In the dark shadows of the involved angular corners, thug and ghoul lurked until midnight should bring them their prey, the careless roysterer, or the belated prosperous citizen. Out on Layte Street the flashy throng was still pouring toward the Fulton Ferry.
"I wonder if I dare," mused the lad, as he walked around the corner and paused before No. 192 Layte Street. The sober splendor of the richly decorated old five-story brownstone told of the vanished glories of the ante-bellum days.
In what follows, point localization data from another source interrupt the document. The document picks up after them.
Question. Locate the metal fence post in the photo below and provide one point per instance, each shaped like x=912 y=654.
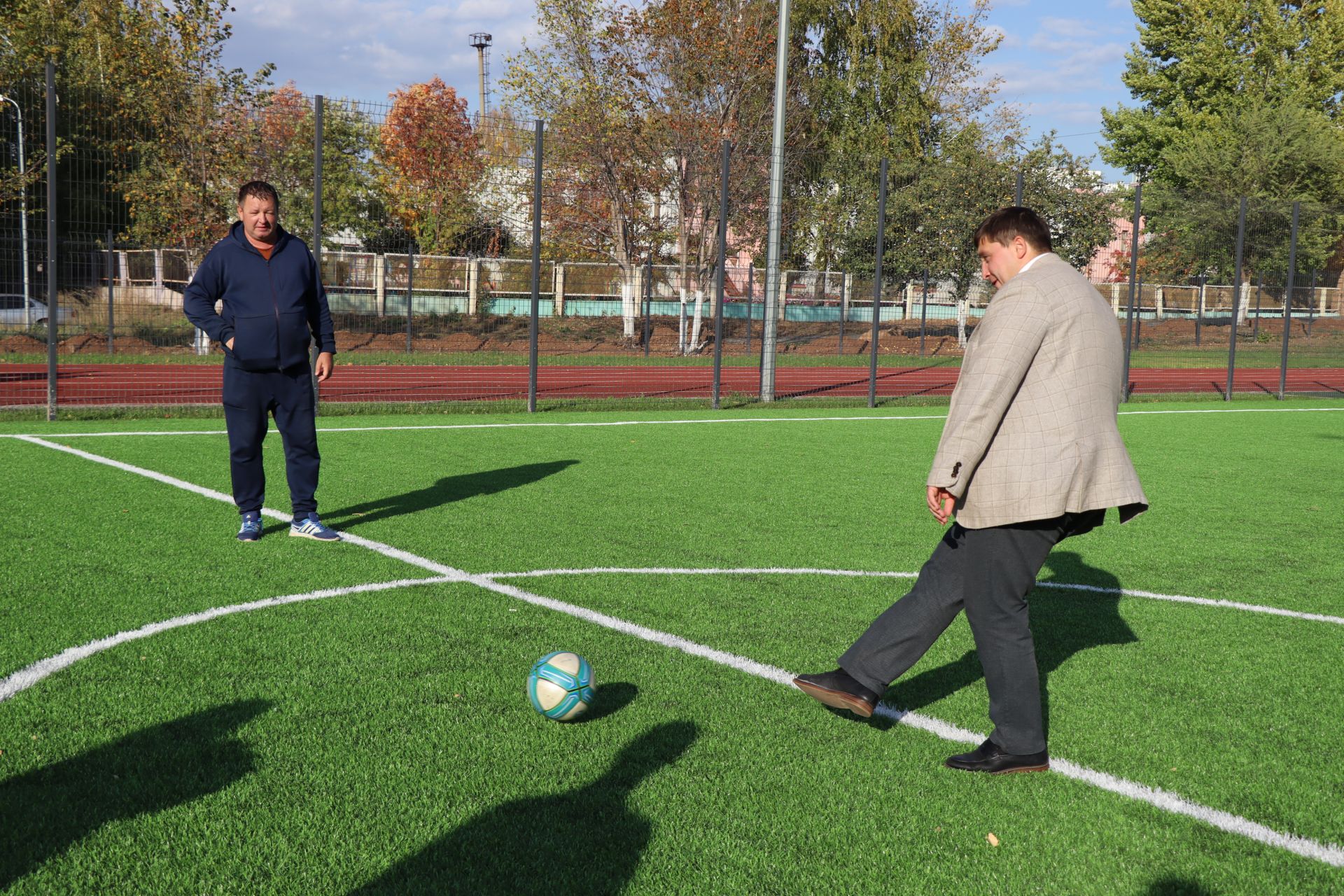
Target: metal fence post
x=1133 y=284
x=537 y=269
x=876 y=285
x=844 y=307
x=52 y=311
x=750 y=300
x=648 y=301
x=1237 y=298
x=1199 y=307
x=111 y=274
x=410 y=292
x=924 y=311
x=1310 y=305
x=1260 y=288
x=1139 y=316
x=723 y=261
x=1288 y=302
x=318 y=220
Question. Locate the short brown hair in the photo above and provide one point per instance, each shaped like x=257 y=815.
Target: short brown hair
x=1011 y=222
x=258 y=188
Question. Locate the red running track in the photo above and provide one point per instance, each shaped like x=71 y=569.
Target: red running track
x=83 y=384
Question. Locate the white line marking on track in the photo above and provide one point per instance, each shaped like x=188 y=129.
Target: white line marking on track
x=30 y=676
x=606 y=424
x=1128 y=593
x=1328 y=853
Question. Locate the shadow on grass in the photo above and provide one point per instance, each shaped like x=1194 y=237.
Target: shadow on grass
x=50 y=809
x=1062 y=625
x=448 y=489
x=584 y=843
x=1176 y=887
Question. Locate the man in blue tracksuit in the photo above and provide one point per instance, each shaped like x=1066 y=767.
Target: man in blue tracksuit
x=273 y=307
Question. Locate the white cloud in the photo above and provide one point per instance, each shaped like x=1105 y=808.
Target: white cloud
x=366 y=49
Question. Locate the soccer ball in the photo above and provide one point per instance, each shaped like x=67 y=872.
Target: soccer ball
x=561 y=685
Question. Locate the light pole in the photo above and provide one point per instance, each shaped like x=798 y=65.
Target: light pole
x=23 y=213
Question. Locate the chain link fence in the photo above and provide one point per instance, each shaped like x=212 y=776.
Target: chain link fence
x=491 y=261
A stately mansion in whose halls there had been royal cheer in the departed days when Brooklyn had its proud burghers and New York its simple citizens of worth. But the pressure of commerce, the havoc of the bridge construction, the onrush of warehouse, shop, and the pressure of the street railway octopus had left the sedate mansion a relic of better days in an incongruous medley of little shops, doubtful lodging-houses, vile man-traps, and clustering saloons.
Here the Juggernaut car of King Alcohol was rolling on remorselessly, crushing out all life save the frenzied dream of the dipsomaniac.
But the lad paused and shook his head as he noted the windows of the old English basement tightly barred. The parlor floor, bearing the gilded sign, "Parisian Millinery Repository," was darkened, and, above, the three upper floors presented only an array of undraped windows solidly shut off by white-enamelled inside folding blinds. The decorous-looking main entrance bore but one card, in script, "Raffoni, Musical Director."
For years the neighborhood had forgotten its curiosity over the foreign-looking men and women who passed the vigilant Cerberus at the stately oaken door. No daring book-agent, no pedlar of indurated cheek, no outside barbarian had ever crossed that guarded portal, for a brass chain of impregnable strength prevented any intrusion, and only a glimpse of the old tesselated marble floor rewarded the frightened interloper.
It was "No Thoroughfare" to the multitude, and the quaint visitors were either personally conducted or used latch-keys.
The over-fed policeman sucking his club in front of 192 Layte only smiled in answer to vague inquiry, "Private house, belongs to old family estate, people in Europe," and then with a leer would drop into the "Valkyrie" for a fistful of good cigars and a flask of the very best.
The timid young scoundrel lingering before 192 on this fresh, starry night was the only "outsider" who knew what deadly master mind controlled the mysteries of the "Valkyrie" saloon and 192 Layte Street, its sedate neighbor.
The particular use of the "fake" millinery repository, the hidden life of the upper floors of the old mansion, were only known to the man whom Emil Einstein feared to meet in anger.